Effective waste water treatment is a major concern of the industrialized world. Waste water often contains phosphorous and nitrogen which stimulates unwanted algae growth, creating unpleasant tastes and odors in the water supply; and operating problems in wastewater treatment plant. Wastewater treatment can be accomplished by physical/chemical methods or biological methods. Biological nitrification is a common biological method for removal of ammonia nitrogen in wastewater. The microorganisms involved are the nitrifying bacteria, nitrosomonas, and nitrobacter. Nitrification is the biological oxidation of ammonia nitrogen to nitrate nitrogen with nitrite nitrogen formation as an intermediate. This biological oxidation reaction produces the energy these bacteria need to assimilate inorganic carbon (IC), which is their sole carbon source for cell synthesis. See, Eckenfelder, Industrial Water Pollution Control, 2nd Edit. Nitrifying bacteria are sensitive to pH, temperature, heavy metals, and a number of organic and inorganic compounds. Other factors affecting nitrification performance are the amounts of dissolved oxygen (DO) and inorganic carbon (IC) in the bioreactor. Thus, the biological nitrification process can be easily upset. Traditionally, nitrifier populations are sensitive to minor operational upsets which require days to recover. This is a problem for waste water treatment facilities and usually results in an environmental excursion.
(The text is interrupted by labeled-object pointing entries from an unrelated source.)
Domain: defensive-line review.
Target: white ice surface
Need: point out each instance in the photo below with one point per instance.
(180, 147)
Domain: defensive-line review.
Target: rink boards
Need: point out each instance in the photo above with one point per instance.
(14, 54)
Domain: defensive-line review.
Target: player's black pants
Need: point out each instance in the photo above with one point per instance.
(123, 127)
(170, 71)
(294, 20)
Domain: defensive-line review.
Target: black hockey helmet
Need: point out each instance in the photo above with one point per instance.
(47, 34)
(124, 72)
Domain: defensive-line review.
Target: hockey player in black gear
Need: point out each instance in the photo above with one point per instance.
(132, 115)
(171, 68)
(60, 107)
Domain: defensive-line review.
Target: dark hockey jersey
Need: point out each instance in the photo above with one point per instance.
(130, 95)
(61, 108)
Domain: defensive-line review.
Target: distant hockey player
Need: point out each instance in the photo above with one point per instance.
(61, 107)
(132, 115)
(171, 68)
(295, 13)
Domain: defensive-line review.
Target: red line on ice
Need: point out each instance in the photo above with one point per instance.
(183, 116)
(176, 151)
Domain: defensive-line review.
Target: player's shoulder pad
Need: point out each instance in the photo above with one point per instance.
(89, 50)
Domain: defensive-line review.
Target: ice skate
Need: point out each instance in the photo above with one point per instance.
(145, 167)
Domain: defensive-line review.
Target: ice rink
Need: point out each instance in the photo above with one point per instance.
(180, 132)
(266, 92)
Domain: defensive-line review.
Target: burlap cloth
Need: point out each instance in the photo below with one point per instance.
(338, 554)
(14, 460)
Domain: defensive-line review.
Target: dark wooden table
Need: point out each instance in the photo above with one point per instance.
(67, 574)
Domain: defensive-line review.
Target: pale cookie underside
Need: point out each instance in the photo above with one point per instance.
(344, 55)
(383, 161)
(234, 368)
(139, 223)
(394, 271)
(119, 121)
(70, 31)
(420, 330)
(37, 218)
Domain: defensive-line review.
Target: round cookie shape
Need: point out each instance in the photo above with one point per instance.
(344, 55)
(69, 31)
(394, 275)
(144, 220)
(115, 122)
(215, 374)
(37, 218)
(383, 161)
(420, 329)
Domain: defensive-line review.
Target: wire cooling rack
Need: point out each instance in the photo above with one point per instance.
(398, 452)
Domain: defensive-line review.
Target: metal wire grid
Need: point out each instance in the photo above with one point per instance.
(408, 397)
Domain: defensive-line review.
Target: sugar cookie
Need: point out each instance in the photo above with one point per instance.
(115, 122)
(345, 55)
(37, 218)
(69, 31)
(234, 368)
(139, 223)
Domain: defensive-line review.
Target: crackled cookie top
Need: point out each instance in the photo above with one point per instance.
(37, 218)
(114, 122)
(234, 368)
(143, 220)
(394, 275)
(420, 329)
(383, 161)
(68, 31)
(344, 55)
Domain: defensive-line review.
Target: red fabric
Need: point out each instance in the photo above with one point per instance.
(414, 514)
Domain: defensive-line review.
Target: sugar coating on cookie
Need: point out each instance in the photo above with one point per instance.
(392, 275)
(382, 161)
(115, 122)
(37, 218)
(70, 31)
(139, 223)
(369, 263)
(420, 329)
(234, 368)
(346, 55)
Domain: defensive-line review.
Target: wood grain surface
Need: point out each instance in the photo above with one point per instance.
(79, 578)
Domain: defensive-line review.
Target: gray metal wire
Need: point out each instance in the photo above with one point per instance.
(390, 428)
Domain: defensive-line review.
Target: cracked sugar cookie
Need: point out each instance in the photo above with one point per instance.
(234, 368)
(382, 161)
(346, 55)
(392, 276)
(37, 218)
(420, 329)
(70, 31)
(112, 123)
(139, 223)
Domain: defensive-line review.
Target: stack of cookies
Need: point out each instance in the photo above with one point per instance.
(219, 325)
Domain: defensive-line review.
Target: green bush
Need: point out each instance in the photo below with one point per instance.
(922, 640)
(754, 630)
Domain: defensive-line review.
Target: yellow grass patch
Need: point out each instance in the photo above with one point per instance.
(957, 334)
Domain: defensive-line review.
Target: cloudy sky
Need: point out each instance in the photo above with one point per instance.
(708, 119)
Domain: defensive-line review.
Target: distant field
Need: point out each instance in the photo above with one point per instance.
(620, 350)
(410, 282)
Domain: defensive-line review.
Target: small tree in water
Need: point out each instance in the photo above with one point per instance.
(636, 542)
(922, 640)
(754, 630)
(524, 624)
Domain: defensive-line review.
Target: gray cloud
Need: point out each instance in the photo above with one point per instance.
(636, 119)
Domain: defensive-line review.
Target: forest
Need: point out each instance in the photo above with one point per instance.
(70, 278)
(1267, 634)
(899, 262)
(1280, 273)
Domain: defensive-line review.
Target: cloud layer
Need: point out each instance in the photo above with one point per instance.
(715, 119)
However, despite this sensitivity, the biological nitrification process remains a highly useful means for removing ammonia nitrogen in the art of wastewater treatment technology. Thus, due to the fact that nitrifying bacteria populations are easily upset, there is a need in the art for a method to quickly and accurately determine nitrifier populations. Currently, determination of nitrifier populations in an activated sludge process has been limited to estimating the concentrations based on mixed liquor concentrations and plate counts which requires seven days to complete. See, Wilson, G. S. and Miles, A. S. "Tropley and Wilson's Principles of Bacteriology and Immunity", The Williams and Wilkins Company, Baltimore, Md., 1964, pp2253-2563. Other references describing methods of determining nitrifier populations include, Carpenter, P. L., "Microbiology", W. G. Sanders Company, Philadelphia, Pa., 1961, pp 44-45 and Stanier, R. Y., Doudoroff, M. and Adelberg, E. A.; "The Microbial World", 3rd edition, Prentice Hall, Inc., New Jersey, 1970, pp 78-96; Downing, A. L., "Advances in Water Quality Improvement", Vol. 1, University of Texas Press, Austin, Tex. and Eckendelder, Wesley W., Jr., "Industrial Water Pollution Control", McGraw-Hill Book Company, 1989, pp 173-176; Metcalf and Eddy, Inc., "Wastewater Engineering: Treatment/Disposal/Reuse", 2nd edition, McGraw-Hill Book Company, 1979, pp 398-408, and Eckenfelder, Wesley W., Jr., "Principles of Water Quality Management", CBI Publishing Company, Inc., Boston, Mass., pp 317-325. The current methods are problematic, since there is no analytical basis for estimation of nitrifier populations.
Applicants' have solved the aforementioned problem in the art. Specifically, Applicants have developed the Nitrification Activity Test (NAT) to support daily wastewater treatment plant operational control with a test procedure that more accurately evaluates the nitrifier performance within a reasonable time period. The Applicants' NAT differentiates heterotrophic and autotrophic respiration rates within a thirty minute period and accurately demonstrates a correlation of the nitrification activity when compared to ammonia nitrogen removal efficiencies. The test results from the NAT procedure can be used to evaluate and control nitrification sludge age requirements and nitrification inhibition effects due to pH, temperature, dissolved oxygen levels, and varying substrates. The NAT procedure can also be used to evaluate acute toxicity in the wastewater treatment facility. The Applicants' test procedure uses standard laboratory equipment and reagents.